自民党総務会に臨む党幹部ら(17日、党本部)

自民党は17日、政治資金規正法の改正案を国会に提出した。公明党の合意を得られないまま異例の単独提出となり、自公連立の枠組みに影を落とす。日本維新の会とも協力を探るものの、先行きは読めていない。6月23日に会期末を迎える今国会での成立は綱渡りだ。

自民党は17日の総務会で改正案を了承し、党内手続きを終えた。パーティー券購入者の公開基準額を現行の「20万円超」から「10万円超」に下げると明記した。政党が政治家個人に支払う政策活動費は、50万円を超える場合に使途公開の対象にするとした。

岸田文雄首相(党総裁)は17日、首相官邸で記者団に「実効性のある改正案になった」と述べた。今後の国会審議について「公明党とも力を合わせ、野党の意見も聞きながら真摯に対応する」と語った。

衆院は22日に開く政治改革特別委員会で法案審議に入る。自民党のほか野党案についても同時並行で議論する見通しだ。自民党は与野党の協議を経て5月中に衆院を通過させ、参院で6月23日までに成立させる段取りを描く。

成立に向けて公明党との擦り合わせが焦点になる。公明党は与党協議でパーティー券購入者の公開基準額を「5万円超」とする主張を貫いた。政策活動費の使途公開でも議員に明細書の作成を義務付ける案を推し、自民党とすれ違った。

自民党が法案を単独で提出するケースは極めて異例だ。森山裕総務会長は17日の記者会見で「与党案をまとめるのがベストだが、今国会で成立させるため時間的な制約もある」と強調した。

自民党は公明党に譲歩を重ねているとの立場で、歩み寄らない公明党に不満を募らせる。自民党は4月下旬にまとめた党の見解でパーティー券の公開基準額の引き下げや政策活動費の使途公開に慎重な姿勢を見せたが、実務者協議で軌道修正した。
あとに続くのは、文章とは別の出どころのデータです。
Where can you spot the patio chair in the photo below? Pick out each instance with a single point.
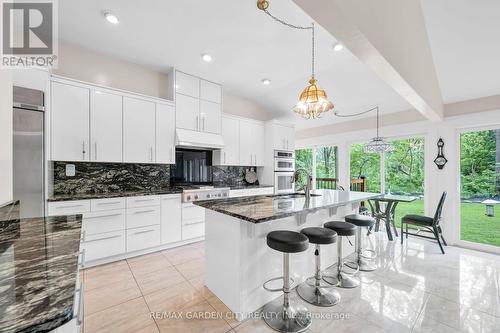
(426, 224)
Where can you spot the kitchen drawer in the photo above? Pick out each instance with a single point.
(107, 204)
(68, 207)
(104, 245)
(193, 230)
(143, 201)
(143, 238)
(105, 221)
(142, 216)
(192, 213)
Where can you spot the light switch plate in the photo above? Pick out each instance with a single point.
(70, 170)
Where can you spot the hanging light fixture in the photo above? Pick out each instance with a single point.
(378, 144)
(313, 101)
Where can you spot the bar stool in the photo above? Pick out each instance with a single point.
(343, 279)
(279, 314)
(362, 260)
(314, 292)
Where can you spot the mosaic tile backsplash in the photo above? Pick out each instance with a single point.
(109, 177)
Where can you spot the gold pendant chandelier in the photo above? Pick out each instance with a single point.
(313, 101)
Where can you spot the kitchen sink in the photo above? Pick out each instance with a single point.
(292, 195)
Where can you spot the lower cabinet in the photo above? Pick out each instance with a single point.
(143, 238)
(104, 245)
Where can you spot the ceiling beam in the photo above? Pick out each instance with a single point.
(390, 37)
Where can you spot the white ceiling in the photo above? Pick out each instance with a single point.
(465, 43)
(246, 46)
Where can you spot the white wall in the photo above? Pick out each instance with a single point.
(436, 181)
(5, 136)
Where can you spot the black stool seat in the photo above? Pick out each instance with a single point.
(287, 241)
(318, 235)
(360, 220)
(342, 228)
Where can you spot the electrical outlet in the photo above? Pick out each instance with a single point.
(70, 170)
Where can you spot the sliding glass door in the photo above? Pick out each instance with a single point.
(480, 187)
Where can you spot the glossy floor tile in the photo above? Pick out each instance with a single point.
(414, 289)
自民党幹部は衆参両院での改正案の採決で、公明党が最終的に自民党に歩み寄ると期待する。「公明党が採決で反対すれば連立の解消を意味する」と語り、同党に譲歩を迫る構えだ。

公明党が譲歩する保証はない。石井啓一幹事長は17日の記者会見で、パーティー券の公開基準額を「5万円超」とする主張などを堅持した。「今のところ単独で(法案を)提出する考えはない」と言明し、与野党の協議に臨む考えを示した。

「クリーンな政治」を掲げる公明党は2025年秋までにある衆院選に加え、25年の参院選や都議選を意識する。規正法改正は自民党派閥の政治資金問題が起点にあり、公明党内には自民党に歩み寄る必要はないとの声が根強い。

自民党は参院で単独過半数を確保していない。法案成立には他党の協力を必要としており、野党第2党である維新も連携相手の一つに期待する。

16日には自民、維新の国会対策委員長が会談し、自民党側が調査研究広報滞在費(旧文通費)の改革に向けた協議体の設置を提案した。旧文通費改革をてこに維新との協議を実現し、公明党の態度を軟化させたい思惑が透ける。

現状は維新側は歩み寄りに慎重だ。馬場伸幸代表は16日の記者会見で自民党案について「まともに議論する必要はない」と指摘した。政治不信を招いた自民党と取引すれば支持層が反発するリスクがある。

立憲民主党は公明党を揺さぶる。泉健太代表は17日の記者会見で「本来公明党の考えていることは野党案に近いと思う。立ち位置を守ってもらわなければクリーンな政党の名が廃る」と話した。